Founding ML Researcher - Document AI / Vision-Language Models
Location: San Francisco, CA (In-Person)
Compensation: $200K-$300K Base + Equity + Benefits
Stack: Python, machine learning, vision-language models (VLMs), document AI, multimodal systems, model training, evaluation frameworks, inference optimization, and production ML infrastructure.
TLDR
- Our client is building AI systems that transform unstructured documents into structured, actionable information, tackling one of the largest and most valuable data problems in enterprise software.
- This is a true founding-team opportunity where one of the earliest ML hires will directly shape the company’s research direction, engineering culture, and long-term technical strategy.
- Engineers own the entire machine learning lifecycle—from research and experimentation through deployment, evaluation, and production iteration—rather than focusing solely on model development.
- The company is operating in one of the fastest-moving areas of AI, applying multimodal models and document understanding systems to real-world business problems with immediate customer impact.
- Candidates will have significant ownership, direct access to the founders, and the opportunity to help define the technical foundation of the company from its earliest stages.
Requirements
- Experience building and deploying production machine learning systems, with ownership across research, experimentation, evaluation, and deployment.
- Strong background in machine learning, deep learning, computer vision, multimodal AI, document understanding, or closely related fields.
- Experience training, fine-tuning, evaluating, or deploying state-of-the-art models that operate on unstructured data.
- Strong Python skills and experience building scalable ML pipelines, experimentation frameworks, and production systems.
- Ability to operate independently in highly autonomous startup environments while working closely with founders to shape technical direction.
Bonus Skills
- Experience with vision-language models, document AI, OCR, information extraction, or multimodal reasoning systems.
- PhD or equivalent research experience in machine learning, computer vision, multimodal AI, or a related discipline.
- Publications, open-source contributions, or demonstrated technical leadership within advanced ML domains.
- Experience with model serving, inference optimization, distributed training, or large-scale ML infrastructure.
- Experience building AI systems that bridge research innovation and production deployment.
Responsibilities
- Own the end-to-end machine learning lifecycle, from research and experimentation through deployment, evaluation, and continuous improvement.
- Develop and improve models that extract, understand, and reason over complex unstructured information.
- Design evaluation frameworks and experimentation systems that drive measurable improvements in model quality and performance.
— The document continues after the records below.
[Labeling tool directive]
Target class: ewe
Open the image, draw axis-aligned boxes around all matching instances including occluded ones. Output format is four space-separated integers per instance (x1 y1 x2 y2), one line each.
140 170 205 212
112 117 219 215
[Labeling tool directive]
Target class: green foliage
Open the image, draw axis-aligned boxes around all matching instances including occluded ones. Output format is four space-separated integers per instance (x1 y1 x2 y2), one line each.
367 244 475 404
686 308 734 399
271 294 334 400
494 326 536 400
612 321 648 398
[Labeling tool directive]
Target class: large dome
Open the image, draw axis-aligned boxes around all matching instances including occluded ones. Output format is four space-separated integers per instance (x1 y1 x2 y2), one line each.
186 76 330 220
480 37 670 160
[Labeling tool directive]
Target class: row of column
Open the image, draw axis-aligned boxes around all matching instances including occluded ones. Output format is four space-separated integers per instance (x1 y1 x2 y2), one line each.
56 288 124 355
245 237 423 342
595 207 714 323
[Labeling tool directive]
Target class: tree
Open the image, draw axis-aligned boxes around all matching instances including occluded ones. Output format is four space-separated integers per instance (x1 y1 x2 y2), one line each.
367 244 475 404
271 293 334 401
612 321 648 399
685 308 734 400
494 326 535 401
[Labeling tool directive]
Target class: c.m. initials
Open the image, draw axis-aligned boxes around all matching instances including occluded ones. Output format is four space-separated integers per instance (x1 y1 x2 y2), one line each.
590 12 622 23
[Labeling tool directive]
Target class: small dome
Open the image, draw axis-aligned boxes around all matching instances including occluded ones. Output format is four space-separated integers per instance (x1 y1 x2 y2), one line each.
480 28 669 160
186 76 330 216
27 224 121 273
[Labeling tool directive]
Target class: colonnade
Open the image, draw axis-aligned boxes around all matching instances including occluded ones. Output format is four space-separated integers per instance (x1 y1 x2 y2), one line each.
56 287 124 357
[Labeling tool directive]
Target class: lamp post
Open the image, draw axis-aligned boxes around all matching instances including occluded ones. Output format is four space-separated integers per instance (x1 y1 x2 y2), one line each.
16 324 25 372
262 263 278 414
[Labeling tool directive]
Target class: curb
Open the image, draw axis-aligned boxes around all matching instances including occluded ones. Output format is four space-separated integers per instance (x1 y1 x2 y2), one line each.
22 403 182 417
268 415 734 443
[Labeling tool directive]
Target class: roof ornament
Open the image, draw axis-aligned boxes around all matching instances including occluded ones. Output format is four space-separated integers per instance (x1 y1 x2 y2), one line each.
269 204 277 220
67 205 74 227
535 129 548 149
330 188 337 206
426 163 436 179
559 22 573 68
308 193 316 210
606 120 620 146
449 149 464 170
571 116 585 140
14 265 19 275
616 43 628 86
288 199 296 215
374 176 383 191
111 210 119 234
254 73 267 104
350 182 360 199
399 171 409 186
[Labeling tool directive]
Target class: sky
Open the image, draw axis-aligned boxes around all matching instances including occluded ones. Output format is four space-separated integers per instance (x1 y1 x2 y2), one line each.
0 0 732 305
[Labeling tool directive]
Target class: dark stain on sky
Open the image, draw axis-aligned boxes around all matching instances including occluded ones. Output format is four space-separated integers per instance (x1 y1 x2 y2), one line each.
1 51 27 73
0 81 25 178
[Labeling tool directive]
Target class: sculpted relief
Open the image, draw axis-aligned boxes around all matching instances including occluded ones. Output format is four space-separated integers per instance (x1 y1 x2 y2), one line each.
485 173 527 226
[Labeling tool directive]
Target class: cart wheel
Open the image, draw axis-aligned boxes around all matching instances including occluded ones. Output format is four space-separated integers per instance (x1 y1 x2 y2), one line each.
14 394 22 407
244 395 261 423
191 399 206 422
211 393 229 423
- Partner closely with engineering leadership to translate research breakthroughs into scalable production systems.
- Influence the company’s long-term ML strategy, technical roadmap, and research direction.
- Help establish engineering and research best practices that will scale with the organization as it grows.
About
- Our client is building advanced AI systems focused on understanding and extracting value from complex unstructured information, helping organizations unlock insights that were previously difficult to access or automate.
- Founding ML Researchers sit at the center of the company’s technical strategy, combining cutting-edge machine learning research with real-world product development and customer impact.
- This is a highly autonomous role with significant ownership across research, engineering, and product direction, offering the opportunity to shape both the technology and the future team.
- The role provides deep exposure to multimodal AI, vision-language models, document understanding, production ML systems, and the challenges of bringing frontier AI capabilities into real-world applications.